Le primo-accédants ont disparu de l’accession à la propriété
«La conséquence ? Les primo-accédants en ont fortement été impactés. S’ils ont envie d’accéder à la propriété, leur enveloppe financière a été entamée de moitié. Cela va créer une tension sociale, de même sur les logements sociaux qui avaient pour but, au départ, d’aider les gens à se lancer dans la vie active, ainsi que les gens en difficulté.»

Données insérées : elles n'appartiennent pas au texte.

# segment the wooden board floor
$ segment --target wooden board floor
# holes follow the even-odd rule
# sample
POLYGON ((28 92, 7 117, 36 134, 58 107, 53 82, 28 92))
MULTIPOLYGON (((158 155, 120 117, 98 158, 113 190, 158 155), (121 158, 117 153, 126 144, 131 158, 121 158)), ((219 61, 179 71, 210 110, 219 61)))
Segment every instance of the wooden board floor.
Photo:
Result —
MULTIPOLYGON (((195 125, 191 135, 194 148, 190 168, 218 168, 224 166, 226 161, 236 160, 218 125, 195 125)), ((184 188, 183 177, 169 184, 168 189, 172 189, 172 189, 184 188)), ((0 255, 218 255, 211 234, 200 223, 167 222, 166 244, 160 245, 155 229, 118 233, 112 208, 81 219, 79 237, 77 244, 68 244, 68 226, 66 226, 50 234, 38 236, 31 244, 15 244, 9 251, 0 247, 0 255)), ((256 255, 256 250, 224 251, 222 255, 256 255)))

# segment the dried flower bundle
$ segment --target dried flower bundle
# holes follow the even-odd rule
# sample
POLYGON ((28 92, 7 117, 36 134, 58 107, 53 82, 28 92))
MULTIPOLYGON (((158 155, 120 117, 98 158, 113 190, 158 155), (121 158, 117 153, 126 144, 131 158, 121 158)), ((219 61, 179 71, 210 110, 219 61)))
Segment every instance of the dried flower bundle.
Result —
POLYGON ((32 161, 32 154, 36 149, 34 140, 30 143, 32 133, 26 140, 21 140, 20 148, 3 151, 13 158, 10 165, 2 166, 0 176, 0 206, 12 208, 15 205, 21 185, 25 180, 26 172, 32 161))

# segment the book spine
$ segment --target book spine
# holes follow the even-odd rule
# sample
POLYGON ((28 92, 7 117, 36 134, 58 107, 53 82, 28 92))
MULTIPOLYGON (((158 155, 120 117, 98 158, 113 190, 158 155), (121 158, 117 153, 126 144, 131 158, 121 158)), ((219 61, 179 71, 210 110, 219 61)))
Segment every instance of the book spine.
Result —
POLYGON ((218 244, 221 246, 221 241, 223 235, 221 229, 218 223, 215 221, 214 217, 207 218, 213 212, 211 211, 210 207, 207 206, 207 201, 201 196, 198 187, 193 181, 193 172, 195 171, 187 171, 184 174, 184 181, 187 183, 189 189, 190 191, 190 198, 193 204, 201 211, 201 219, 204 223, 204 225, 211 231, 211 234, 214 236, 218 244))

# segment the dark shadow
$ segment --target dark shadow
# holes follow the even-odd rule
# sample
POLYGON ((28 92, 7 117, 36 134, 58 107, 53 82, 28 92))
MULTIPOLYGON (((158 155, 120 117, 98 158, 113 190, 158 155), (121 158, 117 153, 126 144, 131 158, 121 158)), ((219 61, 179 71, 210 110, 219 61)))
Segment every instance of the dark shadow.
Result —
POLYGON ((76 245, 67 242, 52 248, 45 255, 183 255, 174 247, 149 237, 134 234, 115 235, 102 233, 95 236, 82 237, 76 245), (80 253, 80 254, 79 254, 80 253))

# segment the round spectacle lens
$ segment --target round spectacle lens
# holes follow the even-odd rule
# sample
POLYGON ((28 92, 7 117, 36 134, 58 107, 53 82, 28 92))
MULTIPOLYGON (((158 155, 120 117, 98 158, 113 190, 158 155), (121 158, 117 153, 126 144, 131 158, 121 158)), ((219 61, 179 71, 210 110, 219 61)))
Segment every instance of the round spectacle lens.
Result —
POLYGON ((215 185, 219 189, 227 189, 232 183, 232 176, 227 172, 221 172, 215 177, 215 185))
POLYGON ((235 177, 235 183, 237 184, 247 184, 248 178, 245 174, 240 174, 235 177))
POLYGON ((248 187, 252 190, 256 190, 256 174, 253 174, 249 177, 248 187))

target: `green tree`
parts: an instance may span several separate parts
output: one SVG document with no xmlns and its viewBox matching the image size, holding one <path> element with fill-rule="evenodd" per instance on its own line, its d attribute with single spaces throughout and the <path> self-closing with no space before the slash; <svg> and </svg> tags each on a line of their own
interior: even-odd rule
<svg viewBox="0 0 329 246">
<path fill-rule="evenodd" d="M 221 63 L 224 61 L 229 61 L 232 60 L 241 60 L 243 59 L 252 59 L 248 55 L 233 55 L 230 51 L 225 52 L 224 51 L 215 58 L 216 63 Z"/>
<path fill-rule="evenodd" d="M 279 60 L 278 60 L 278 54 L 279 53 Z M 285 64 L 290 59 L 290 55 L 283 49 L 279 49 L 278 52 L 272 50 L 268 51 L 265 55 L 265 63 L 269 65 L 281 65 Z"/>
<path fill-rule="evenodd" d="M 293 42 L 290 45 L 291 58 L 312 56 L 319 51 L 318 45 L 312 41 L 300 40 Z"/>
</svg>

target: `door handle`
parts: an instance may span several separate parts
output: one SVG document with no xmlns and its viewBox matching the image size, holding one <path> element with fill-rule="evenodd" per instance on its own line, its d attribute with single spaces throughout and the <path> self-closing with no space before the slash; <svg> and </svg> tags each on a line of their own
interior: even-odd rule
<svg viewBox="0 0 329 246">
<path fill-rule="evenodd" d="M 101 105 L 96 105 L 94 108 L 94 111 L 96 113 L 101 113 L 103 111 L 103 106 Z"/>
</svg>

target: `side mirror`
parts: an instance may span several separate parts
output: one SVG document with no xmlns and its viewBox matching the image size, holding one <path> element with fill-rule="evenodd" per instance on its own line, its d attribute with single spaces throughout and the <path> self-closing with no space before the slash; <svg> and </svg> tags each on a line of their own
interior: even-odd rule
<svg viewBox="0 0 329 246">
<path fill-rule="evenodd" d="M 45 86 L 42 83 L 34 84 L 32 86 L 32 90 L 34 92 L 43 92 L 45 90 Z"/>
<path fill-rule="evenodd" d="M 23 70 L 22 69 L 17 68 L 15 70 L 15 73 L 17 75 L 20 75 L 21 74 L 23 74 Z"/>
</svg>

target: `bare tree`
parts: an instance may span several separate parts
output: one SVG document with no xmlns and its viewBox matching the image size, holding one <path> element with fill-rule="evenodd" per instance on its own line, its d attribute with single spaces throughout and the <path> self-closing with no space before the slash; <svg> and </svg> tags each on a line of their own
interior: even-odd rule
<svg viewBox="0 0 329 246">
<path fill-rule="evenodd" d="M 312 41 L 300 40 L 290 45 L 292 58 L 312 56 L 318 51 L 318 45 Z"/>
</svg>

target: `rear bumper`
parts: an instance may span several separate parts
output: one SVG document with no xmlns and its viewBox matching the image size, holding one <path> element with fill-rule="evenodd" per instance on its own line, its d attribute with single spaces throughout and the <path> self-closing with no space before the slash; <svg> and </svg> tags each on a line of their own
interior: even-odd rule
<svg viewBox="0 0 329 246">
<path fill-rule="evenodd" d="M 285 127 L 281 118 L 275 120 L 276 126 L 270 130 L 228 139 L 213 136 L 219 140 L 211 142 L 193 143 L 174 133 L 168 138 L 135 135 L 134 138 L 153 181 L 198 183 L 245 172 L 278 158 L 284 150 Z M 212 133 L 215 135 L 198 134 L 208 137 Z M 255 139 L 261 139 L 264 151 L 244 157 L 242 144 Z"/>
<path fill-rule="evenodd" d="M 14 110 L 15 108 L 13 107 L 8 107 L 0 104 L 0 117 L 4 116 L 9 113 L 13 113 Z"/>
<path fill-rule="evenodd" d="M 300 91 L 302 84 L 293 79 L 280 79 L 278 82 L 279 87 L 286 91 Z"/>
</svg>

Quel avenir pour monsieur-tout-le monde ?
«Désormais le volet des gens en difficulté inclut les jeunes et les travailleurs actifs, des personnes implantées qui tachent de vivre et de grandir dans leur département. Le problème se révèle donc plus profond.»

Frédéric Saintagne

La solution ? Jouer collectif
«Tout d’abord susciter une prise de conscience de l’Etat et de ses organismes de ce qui est en train de se passer. Car tout cela va au-delà d’une crise économique, c’est une crise sociale que nous allons vivre. J’appelle tous les professionnels à travailler la main dans la main, à trouver des solutions collectives pour s’extraire de cette situation.»

Travailler au plus près du terrain
«Travaillons avec les élus locaux, le préfet, les collectivités publiques, les mairies, recréons du lien entre nous. Seuls la communication et le travail collégial feront que nous pourrons apporter de solutions pour loger nos administrés.»

Trouver des alternatives et les mettre en place
«Pour finir ? Que nous, bâtisseurs, mettions en place des solutions technico-économiques afin de diminuer le coût de construction et proposer des alternatives à nos clients pour construire moins cher et mieux. L’habitat, au travers de l’accession au logement, est un besoin vitale, vecteur de progrès avec une cohésion sociale et territoriale.»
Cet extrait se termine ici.